The Reykjavik File: Secret U.S. And Soviet Documents on 1986 Summit (2006) - georgecmu
https://nsarchive2.gwu.edu//NSAEBB/NSAEBB203/index.htm
======
andrew_
Only made it through 4 documents so far, and while mostly dry, it's still
incredibly fascinating. The underlying expectations being laid out in dialogue
in the beginning (and knowing the outcome later) is really very interesting.

------
chiph
The GLCMs positioned in Germany were just down the road from me when I was
stationed there (Hahn Air Base was the host base for Wüschheim Air Station),
and were a major reason why the INF treaty was signed.

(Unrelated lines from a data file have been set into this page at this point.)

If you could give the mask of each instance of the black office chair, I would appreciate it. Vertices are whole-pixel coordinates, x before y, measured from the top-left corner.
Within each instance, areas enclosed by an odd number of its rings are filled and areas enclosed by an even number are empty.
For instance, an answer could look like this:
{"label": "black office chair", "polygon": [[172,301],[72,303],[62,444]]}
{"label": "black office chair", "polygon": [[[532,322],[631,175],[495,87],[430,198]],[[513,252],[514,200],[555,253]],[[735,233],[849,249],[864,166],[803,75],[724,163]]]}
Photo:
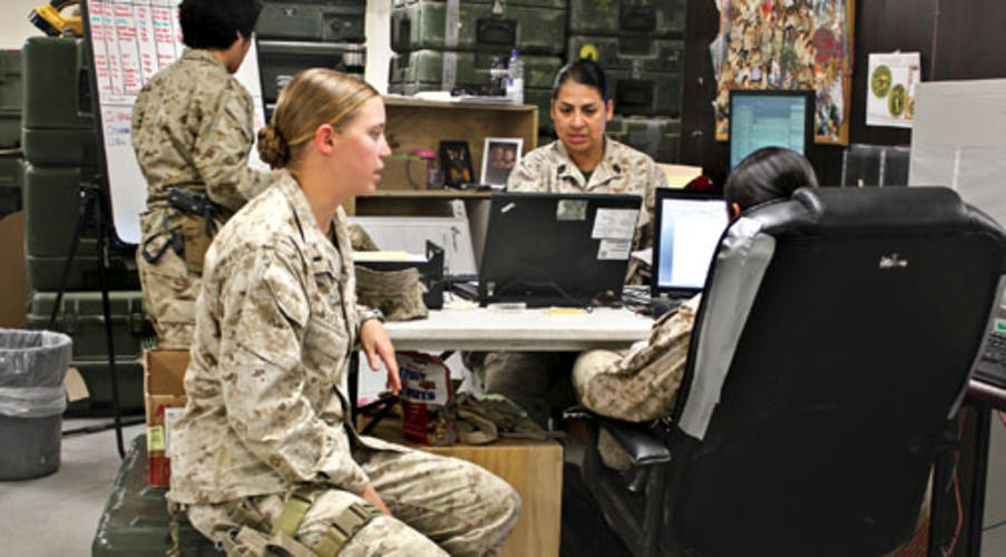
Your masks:
{"label": "black office chair", "polygon": [[905,543],[1004,245],[946,188],[800,189],[745,213],[711,268],[674,416],[596,422],[634,463],[588,450],[582,466],[608,524],[639,556]]}

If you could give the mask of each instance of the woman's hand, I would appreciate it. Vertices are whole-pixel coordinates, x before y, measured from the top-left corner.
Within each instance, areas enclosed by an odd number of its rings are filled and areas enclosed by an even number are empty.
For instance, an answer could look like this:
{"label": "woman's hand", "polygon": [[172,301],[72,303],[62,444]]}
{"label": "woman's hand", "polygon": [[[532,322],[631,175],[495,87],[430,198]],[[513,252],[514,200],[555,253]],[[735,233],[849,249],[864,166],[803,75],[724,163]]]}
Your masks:
{"label": "woman's hand", "polygon": [[398,360],[394,358],[394,346],[388,338],[388,331],[384,331],[380,320],[370,319],[363,322],[360,328],[360,345],[367,353],[367,363],[371,370],[378,371],[380,361],[384,362],[384,368],[388,369],[387,385],[392,393],[398,394],[402,388],[402,380],[398,375]]}
{"label": "woman's hand", "polygon": [[389,510],[388,506],[384,505],[384,501],[381,500],[381,496],[374,490],[373,483],[368,483],[367,487],[363,488],[363,491],[360,492],[360,497],[364,501],[377,507],[381,512],[391,516],[391,510]]}

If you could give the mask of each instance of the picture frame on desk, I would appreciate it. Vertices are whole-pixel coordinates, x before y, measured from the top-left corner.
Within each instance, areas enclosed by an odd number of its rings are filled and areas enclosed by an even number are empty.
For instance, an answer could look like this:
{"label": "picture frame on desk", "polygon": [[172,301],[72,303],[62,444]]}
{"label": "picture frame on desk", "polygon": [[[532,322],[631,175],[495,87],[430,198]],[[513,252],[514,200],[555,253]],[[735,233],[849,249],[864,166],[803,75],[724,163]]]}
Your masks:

[https://www.washingtonpost.com/archive/politics/1990/04/12/c...](https://www.washingtonpost.com/archive/politics/1990/04/12/cruise-
missile-drawdown-begins-at-us-air-base-in-west-
germany/2ec6db6a-a062-4f91-bf1b-b8d63c667ce1/?utm_term=.b622e801e43f)

I've been watching developments around the potential demise of the INF with
some concern.

------
gandhium
> what would have happened if Gorbachev had simply accepted Reagan's
> apparently sincere offer to share SDI technology rather than dismissing this
> as ridiculous when the U.S. would not even share "milking machines."

This... this is interesting. What technology Reagan was talking about?